Madhu C. Narayanans Malayalam-Film KUMBALANGI NIGHTS (2019), ein Regiedebüt, war der schönste Spielfilm des Indischen Filmfestivals Stuttgart 2020 (online), sowohl im Sinne von „schön anzusehen“, als auch ganz simpel im Sinne von „am besten“. Die verträumte Atmosphäre, die ruhige Poesie und eine gewisse abgehobene Leichtigkeit, sowohl in den ernsteren, den tragischeren als auch den lustigeren Szenen, verleihen dem Ganzen etwas magisch Unwirkliches und sorgen für einen echten Erfolg. Dabei ist es faszinierend, wie der Film alle Gefahren umschifft, auf die ein ungeschickter Regisseur bei der Verfilmung des Drehbuchs von Syam Pushkaran aufgelaufen wäre.

KUMBALANGI NIGHTS hat rein formal zwar Züge eines typischen Feelgood-Films, aber ohne die oft künstlichen Probleme und den aufgesetzten, mitunter nervigen Banaloptimismus. Der Film ist auch voller Postkartenbilder vom Fischerdorf Kumbalangi, außerhalb von Kochi liegend, das gleichzeitig ein Öko-Tourismusressort ist und mitunter pittoresk wie ein indisches Bullerby wirkt. Da liegen Kitsch und Reisewerbung für den indischen Bundesstaat Kerala nicht weit entfernt, aber Narayanan verwandelt das Material in echte, authentische, dezent bunte filmische Lyrik. Und der Hang zur Skurrilität, die in Filmen manchmal zu einer amüsierten Entfremdung von den Figuren führt, überschreitet nie gewisse Grenze.

Das Geheimnis des Erfolges ist vor allem, dass der Film an sich glaubt, dass er zu keinen künstlichen Tricks greift. Er ändert zwar ständig die Tonart, aber nicht seinen Grundrhythmus. KUMBALANGI NIGHTS hat auch keine richtige Handlung, keine das stete, ruhige Fließen störenden Dramatisierungen, sondern er bleibt dem lockeren Aufbau bis zum Ende treu. Die Story ist bloß ein Rahmen, aus dem heraus sich die vielen kleinen Szenen entwickeln. Alles bleibt in der Schwebe, etwas abstrakt und fern. Es geht um ewige Themen wie Liebe, Familie, Arbeit, Klassenunterschiede und dennoch wird keine betont tiefe Botschaft angestrebt.

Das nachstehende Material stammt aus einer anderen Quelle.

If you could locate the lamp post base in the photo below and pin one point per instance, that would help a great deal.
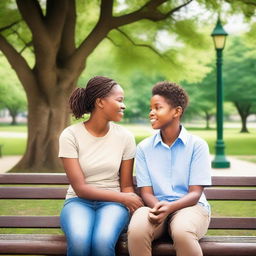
(220, 162)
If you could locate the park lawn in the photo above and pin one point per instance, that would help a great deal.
(53, 207)
(13, 146)
(236, 143)
(13, 128)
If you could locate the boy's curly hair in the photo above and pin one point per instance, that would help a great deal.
(173, 93)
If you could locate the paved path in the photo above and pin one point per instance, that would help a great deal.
(238, 167)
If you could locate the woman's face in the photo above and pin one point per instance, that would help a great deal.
(113, 104)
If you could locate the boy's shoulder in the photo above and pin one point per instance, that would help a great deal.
(147, 142)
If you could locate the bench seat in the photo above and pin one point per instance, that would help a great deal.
(56, 245)
(224, 188)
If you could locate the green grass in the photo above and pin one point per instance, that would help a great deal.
(53, 207)
(13, 146)
(13, 128)
(239, 144)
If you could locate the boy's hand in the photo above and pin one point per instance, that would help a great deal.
(159, 213)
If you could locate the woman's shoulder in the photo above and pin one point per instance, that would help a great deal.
(72, 129)
(121, 130)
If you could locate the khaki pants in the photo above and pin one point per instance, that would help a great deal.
(185, 226)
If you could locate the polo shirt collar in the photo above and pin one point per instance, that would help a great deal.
(183, 136)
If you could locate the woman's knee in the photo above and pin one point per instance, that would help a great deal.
(139, 225)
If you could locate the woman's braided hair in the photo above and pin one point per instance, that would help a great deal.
(82, 100)
(173, 93)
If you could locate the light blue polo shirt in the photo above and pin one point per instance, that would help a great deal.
(171, 170)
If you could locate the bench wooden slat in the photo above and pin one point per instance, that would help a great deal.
(248, 223)
(35, 178)
(56, 244)
(53, 178)
(60, 192)
(29, 222)
(32, 192)
(234, 181)
(230, 194)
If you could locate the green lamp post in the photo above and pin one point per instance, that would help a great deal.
(219, 38)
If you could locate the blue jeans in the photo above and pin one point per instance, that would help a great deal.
(92, 227)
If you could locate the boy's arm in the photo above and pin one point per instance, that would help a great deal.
(148, 196)
(162, 209)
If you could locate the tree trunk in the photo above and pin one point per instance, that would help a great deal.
(14, 116)
(46, 120)
(244, 126)
(207, 118)
(243, 109)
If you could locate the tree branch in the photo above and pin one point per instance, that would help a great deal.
(67, 44)
(9, 26)
(18, 63)
(33, 16)
(98, 33)
(140, 45)
(56, 12)
(148, 11)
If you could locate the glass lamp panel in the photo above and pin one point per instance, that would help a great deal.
(219, 41)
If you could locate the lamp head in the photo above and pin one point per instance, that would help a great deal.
(219, 36)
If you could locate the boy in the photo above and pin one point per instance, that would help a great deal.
(172, 168)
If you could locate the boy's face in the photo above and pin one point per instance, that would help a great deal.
(162, 114)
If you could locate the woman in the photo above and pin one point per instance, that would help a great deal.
(98, 158)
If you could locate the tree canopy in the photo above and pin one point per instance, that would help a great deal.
(61, 35)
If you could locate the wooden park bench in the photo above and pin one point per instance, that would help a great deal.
(22, 186)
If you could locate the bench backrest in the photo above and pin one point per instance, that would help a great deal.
(223, 188)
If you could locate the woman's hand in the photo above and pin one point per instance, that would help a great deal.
(159, 213)
(131, 201)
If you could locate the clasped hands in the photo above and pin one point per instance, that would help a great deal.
(159, 212)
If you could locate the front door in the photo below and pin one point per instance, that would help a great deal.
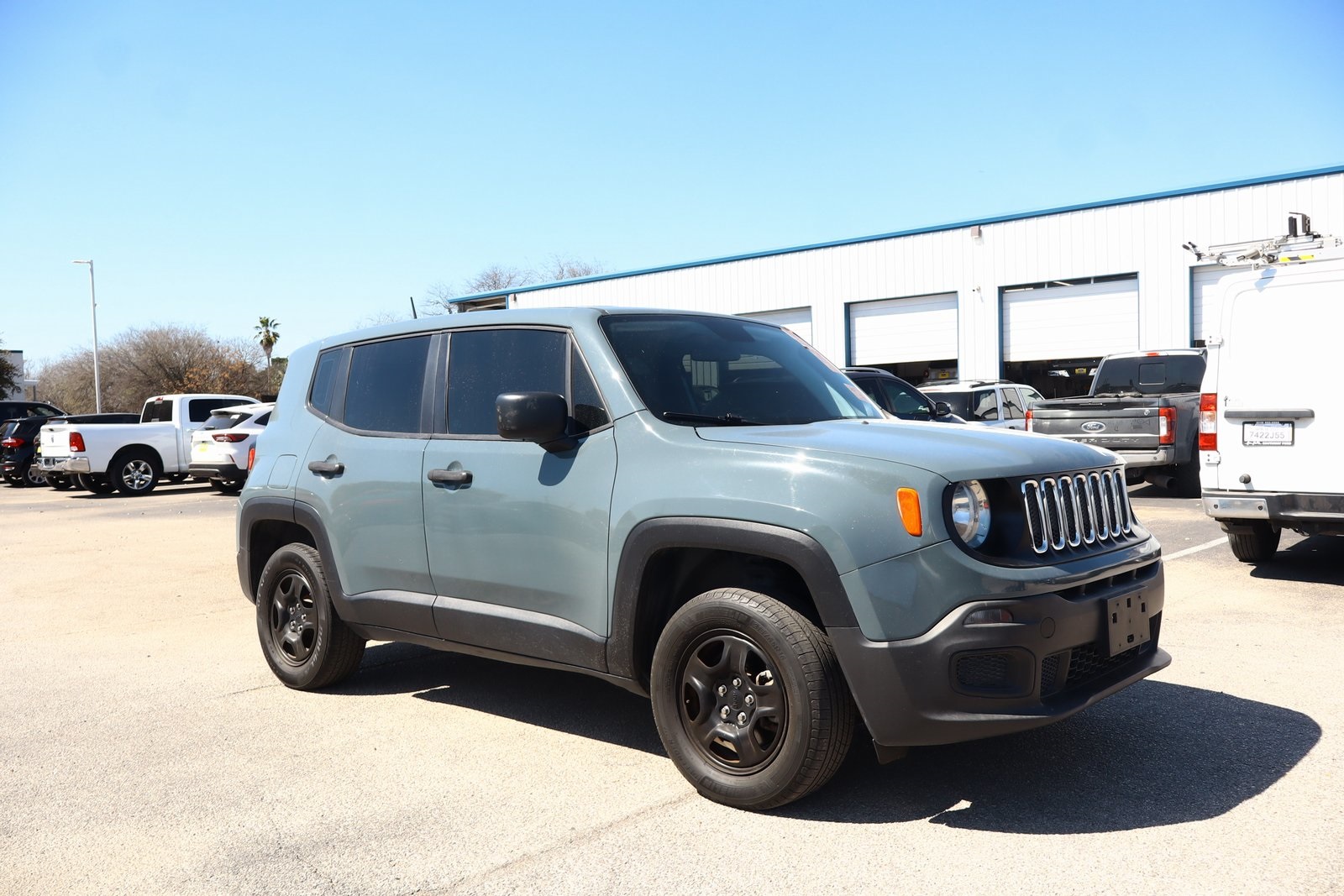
(517, 535)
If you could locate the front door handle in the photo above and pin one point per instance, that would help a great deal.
(450, 477)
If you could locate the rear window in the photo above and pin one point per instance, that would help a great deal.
(1149, 375)
(225, 421)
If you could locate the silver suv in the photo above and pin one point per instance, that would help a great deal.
(701, 510)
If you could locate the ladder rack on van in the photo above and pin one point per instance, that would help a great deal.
(1299, 244)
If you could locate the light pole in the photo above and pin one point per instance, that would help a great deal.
(93, 302)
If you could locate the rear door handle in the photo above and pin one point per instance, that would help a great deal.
(450, 477)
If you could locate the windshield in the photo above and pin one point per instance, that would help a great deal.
(1149, 375)
(696, 371)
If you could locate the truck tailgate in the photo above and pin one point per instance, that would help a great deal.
(54, 441)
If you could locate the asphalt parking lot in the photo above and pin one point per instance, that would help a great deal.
(147, 748)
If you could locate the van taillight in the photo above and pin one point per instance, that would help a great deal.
(1167, 426)
(1209, 422)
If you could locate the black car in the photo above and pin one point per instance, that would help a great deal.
(900, 398)
(19, 443)
(13, 410)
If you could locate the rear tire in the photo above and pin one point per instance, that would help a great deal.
(749, 700)
(1257, 544)
(134, 472)
(304, 641)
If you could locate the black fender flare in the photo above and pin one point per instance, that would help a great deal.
(282, 511)
(790, 547)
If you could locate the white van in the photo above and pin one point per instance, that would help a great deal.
(1272, 405)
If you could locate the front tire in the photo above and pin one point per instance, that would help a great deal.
(749, 700)
(304, 641)
(1257, 544)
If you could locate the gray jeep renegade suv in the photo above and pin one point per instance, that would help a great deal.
(701, 510)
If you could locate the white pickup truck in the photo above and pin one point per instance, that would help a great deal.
(131, 457)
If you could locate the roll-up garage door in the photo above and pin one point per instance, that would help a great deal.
(796, 318)
(893, 331)
(1085, 320)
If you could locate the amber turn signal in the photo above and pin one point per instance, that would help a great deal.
(907, 501)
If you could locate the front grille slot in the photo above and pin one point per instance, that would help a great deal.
(1072, 511)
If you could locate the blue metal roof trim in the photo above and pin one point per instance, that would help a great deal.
(934, 228)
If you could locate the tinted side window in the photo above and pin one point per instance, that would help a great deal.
(156, 412)
(984, 405)
(199, 409)
(904, 403)
(873, 391)
(589, 409)
(385, 385)
(324, 380)
(483, 364)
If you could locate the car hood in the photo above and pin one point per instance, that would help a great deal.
(953, 452)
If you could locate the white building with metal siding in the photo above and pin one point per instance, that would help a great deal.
(1032, 296)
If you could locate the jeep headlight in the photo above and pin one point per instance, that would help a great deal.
(971, 512)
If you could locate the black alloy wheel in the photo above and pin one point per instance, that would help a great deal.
(750, 700)
(306, 644)
(732, 707)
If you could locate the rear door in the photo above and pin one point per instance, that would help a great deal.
(1280, 410)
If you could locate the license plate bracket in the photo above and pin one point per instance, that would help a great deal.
(1268, 432)
(1126, 622)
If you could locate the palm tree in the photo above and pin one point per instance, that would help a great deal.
(268, 333)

Der Film beginnt mit dem jüngsten von vier Brüdern, der an einer feinen Schule ein Stipendium hat und in den Ferien sein Zuhause besucht, das ihm peinlich ist. Es ist eine kleine Fischerhütte am Ende der Straße, unaufgeräumt, bewohnt von zwei seiner Brüder, die zwar auf dem Papier erwachsen sind, aber so in den Tag hinein leben und sich ständig streiten und sogar prügeln. Sie sind Fischer, die nicht fischen. Es ist eine elternlose Familie ohne Geld, fast ein soziales Todesurteil, wie sie feststellen müssen, als einer der Brüder heiraten möchte. Und da kommt als frisch eingeheirateter Schwager der Braut in spe ein echter Psychopath ins Spiel, dessen Familie vermutlich glücklich war, ihm eine Ehe verschafft zu haben und ihn los zu sein. Eine Mischung aus gefährlich und seltsam ist er, wie gefährlich, erfährt man am Schluss. Am Ende ist dann fast eine kleine Kommune entstanden, eine kleine Utopie, wenn auch nur als Momentaufnahme. Die Touristin wird weiter- oder zurückreisen. Der jüngste Bruder wird wieder auf die Schule gehen. Auch dadurch, dass der Film eine gewisse Demut ausstrahlt, die nicht mit Gewalt zu viel will, wirkt er sehr groß.